Risk Assessment and Diversification

Let’s start a risk assessment by stating that individual staking may be operationally infeasible for a DAO to run. Multi-sigs, payment agreements, and all sorts of logistics can be set up, but the DAO would ultimately have to trust someone to handle the hardware, software, and funds correctly. So all the set up work is effectively the same as staking via with a SaaS provider but with extra, time-intensive steps to begin. This means that there is no option where the DAO stakes without trusting someone. Put another way, to stake the DAO will have to reasonably trust another party with their funds.

We also do not go into much detail about Restaking and risks and leave it to the DAO to make that determination if they so choose. LRTs are easier to depeg and markets are harder to analyze therefore we’d recommend the DAO consider LSTs and build experience in these services before considering LRTs.

This leaves SaaS and Staking Pools. From an operational risk and security perspective, there are SaaS providers and Staking Pools with histories of security and good practices. Each will need to be vetted as described above but the general difference between the two are the market forces that act on pools’ liquid staking tokens. Whether to accept market risks is for the DAO to decide. But having worked in the DeFi space, we see that good investment practice is to document the LST’s market forces, the possible blind spots, the market history, have a plan of action that is ready and easy to implement in case certain conditions arise, visit the assumptions and theses of the plan regularly, and to change the plan if the DAOs understanding of things changes.

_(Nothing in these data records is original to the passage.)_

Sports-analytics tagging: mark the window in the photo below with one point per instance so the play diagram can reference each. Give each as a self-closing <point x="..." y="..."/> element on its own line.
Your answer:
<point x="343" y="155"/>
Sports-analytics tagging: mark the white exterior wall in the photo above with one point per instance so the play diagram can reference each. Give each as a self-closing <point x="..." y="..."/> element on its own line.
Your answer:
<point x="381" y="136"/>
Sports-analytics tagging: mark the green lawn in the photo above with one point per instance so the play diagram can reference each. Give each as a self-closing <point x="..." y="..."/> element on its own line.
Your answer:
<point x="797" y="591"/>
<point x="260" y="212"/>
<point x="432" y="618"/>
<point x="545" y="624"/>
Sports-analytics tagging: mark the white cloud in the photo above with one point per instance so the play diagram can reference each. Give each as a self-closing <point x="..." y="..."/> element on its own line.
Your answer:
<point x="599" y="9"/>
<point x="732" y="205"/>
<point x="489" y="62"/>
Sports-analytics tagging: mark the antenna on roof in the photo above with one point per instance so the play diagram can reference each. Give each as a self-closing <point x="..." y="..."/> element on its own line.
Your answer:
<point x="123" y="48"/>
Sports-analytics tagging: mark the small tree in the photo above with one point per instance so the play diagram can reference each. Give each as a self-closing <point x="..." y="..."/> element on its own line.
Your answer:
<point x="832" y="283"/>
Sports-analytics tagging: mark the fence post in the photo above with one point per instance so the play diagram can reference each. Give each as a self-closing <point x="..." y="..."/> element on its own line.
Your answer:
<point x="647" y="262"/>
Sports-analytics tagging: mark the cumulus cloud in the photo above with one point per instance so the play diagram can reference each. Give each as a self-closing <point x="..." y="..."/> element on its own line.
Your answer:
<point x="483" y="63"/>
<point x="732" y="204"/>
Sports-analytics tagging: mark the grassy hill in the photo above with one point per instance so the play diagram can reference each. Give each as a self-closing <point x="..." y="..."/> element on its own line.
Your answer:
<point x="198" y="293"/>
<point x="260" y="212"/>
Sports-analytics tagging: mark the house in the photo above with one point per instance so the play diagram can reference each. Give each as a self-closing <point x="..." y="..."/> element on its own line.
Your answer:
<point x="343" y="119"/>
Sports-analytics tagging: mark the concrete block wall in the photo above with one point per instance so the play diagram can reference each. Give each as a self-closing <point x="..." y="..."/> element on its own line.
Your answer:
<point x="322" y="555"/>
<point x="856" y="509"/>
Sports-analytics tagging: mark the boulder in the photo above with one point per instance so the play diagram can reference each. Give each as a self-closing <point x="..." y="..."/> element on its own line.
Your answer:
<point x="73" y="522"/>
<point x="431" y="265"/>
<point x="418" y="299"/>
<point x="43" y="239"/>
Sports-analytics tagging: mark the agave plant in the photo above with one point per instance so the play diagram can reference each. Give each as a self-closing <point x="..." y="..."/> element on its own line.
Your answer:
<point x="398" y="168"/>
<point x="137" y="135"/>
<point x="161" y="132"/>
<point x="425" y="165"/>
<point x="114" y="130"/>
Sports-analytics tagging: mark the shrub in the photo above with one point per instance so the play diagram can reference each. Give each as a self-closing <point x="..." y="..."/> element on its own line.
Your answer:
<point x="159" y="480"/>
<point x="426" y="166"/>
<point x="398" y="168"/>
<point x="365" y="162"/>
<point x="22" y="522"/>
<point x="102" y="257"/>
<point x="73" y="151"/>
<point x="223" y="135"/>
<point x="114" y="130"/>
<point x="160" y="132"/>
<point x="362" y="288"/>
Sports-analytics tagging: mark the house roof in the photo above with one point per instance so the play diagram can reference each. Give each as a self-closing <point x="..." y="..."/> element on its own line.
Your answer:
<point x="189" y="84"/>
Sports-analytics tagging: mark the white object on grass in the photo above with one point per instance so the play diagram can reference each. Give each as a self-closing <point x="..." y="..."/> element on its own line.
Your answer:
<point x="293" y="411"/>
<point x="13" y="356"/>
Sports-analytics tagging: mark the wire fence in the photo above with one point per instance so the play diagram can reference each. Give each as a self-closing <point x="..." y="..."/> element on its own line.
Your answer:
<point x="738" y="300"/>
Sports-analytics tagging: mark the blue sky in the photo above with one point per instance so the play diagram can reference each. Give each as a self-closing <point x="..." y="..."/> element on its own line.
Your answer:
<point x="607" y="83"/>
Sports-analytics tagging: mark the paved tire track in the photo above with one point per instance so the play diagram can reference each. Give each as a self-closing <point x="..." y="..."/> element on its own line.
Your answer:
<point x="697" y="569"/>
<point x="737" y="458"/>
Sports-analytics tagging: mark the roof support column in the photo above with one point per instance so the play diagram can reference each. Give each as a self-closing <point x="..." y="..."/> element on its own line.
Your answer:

To protect itself from catastrophic, operational failure, OpenZeppelin will vet the security and posture of the different options the DAO considers. The DAO could also split its staked ETH across different options, limiting the max amount they can lose in the worst case scenario. The DAO can also consider slowly staking its ETH over time as it grows comfortable with the different options and strategy as a whole.

Strategy Execution

A DAO treasury management protocol like Aera can be used for securing a diverse portfolio of assets, not limited to the recommended LSTs, with programmatically constrained active management. A solution like this allows the DAO to remain in control of treasury funds and respond to market conditions faster than a governance vote.

Links and References

• https://eips.ethereum.org/EIPS/eip-3675
• https://eips.ethereum.org/EIPS/eip-2982
• https://ethereum.org/en/staking/
• https://github.com/djrtwo/writing/blob/main/docs/2022-05-30_the-risks-of-lsd.md
• https://github.com/SomerEsat/ethereum-staking-guides
• https://papers.ssrn.com/sol3/papers.cfm?abstract_id=4840805
• https://docs.ethstaker.cc/ethstaker-knowledge-base
• https://ethereum.org/en/developers/docs/consensus-mechanisms/pos/attack-and-defense/
• https://www.coindesk.com/learn/restaking-101-what-are-restaking-and-liquid-restaking/

Because governance would likely be doing a fairly passive, stake-and-hold strategy, can you also expand your overview to include trade offs of then depositing the staked ETH onto a portfolio of Arbitrum lending protocols? There’s extra yield and that then (in theory) gets the assets circulating again. Including that optional extra layer of an ETH strategy would be helpful.

Great overview!

In the original post we described creating leveraged, staked positions which implies the use of lending protocols.

Supplying to lending protocols, without borrowing in order to earn yield, is a lower-risk alternative to creating leveraged, staked positions. Although both options share the same operational and technology risks, borrowing incurs significantly more market risk. Depositing across a portfolio of lending protocols trades concentration risk for potentially more operational and technology risk.
In the case that a leveraged-staking strategy is profitable, supplying for yield alone is likely the lower-reward option. Further analysis of specific lending protocols and the economic impact of supplying LSTs, possibly with consideration of the Research or Risk members of the ARDC, may be useful in developing Arbitrum DAO’s strategy.